The research, conducted by Xiangyao Yu and Professor Srini Devadas, has concluded the physical-time order of distributed computations doesn’t matter, so long as their logical-time order is preserved. So core A can keep working on a piece of data that core B has since overwritten, provided the rest of the system treats core A’s work as having preceded core B’s.
In the Tardis system, each core has a counter and each data item in memory has an associated counter. When a program launches, all counters are set to zero. When a core reads a piece of data, it takes out a ‘lease’ on it, incrementing the data item’s counter to a particular number, say x. As long as the core’s internal counter doesn’t exceed that number, its copy of the data is valid.
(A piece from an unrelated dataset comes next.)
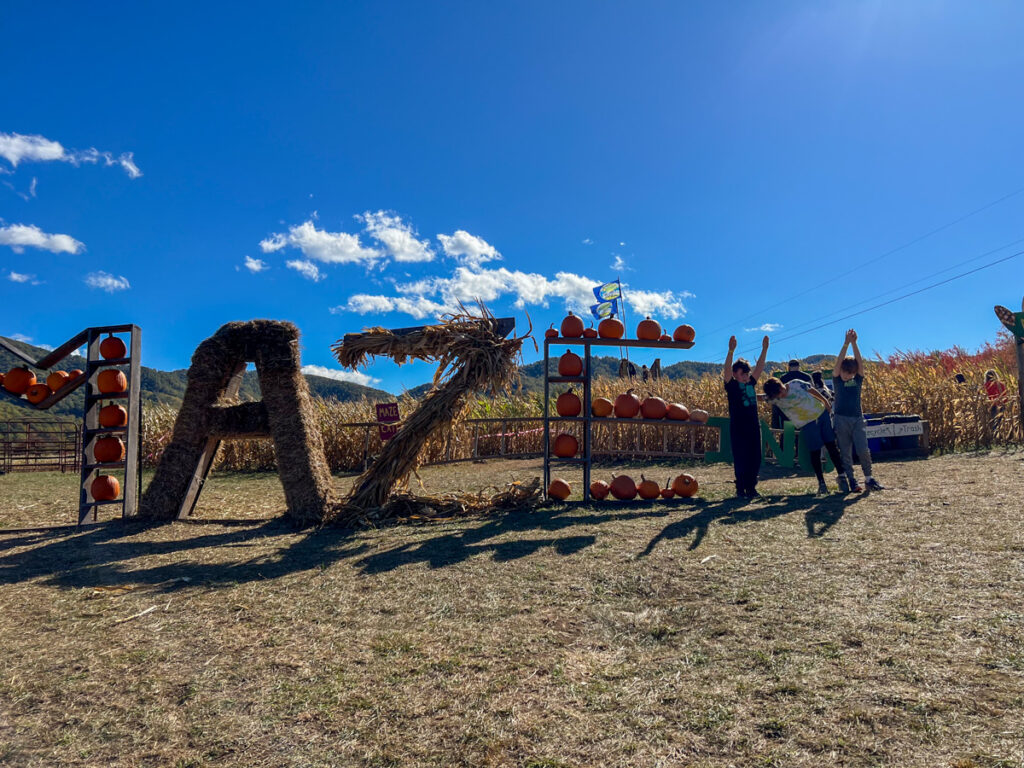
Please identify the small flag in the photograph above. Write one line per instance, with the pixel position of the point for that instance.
(608, 291)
When a core needs to overwrite data, it takes ‘ownership’ of it. Other cores can continue working on locally stored copies of the data, but if they want to extend their ‘leases’, they have to coordinate with the data item’s ‘owner’.
If a core needs to overwrite data, it takes ownership and sets its counter to x+1, which shows it as operating at a later logical time than the other cores. This idea of leaping forward in time is what gives the system its name.
In addition to saving space in memory, Tardis is said to eliminate the need to broadcast invalidation messages to all cores sharing a data item. In massively multicore chips, Yu says, this could also lead to performance improvements.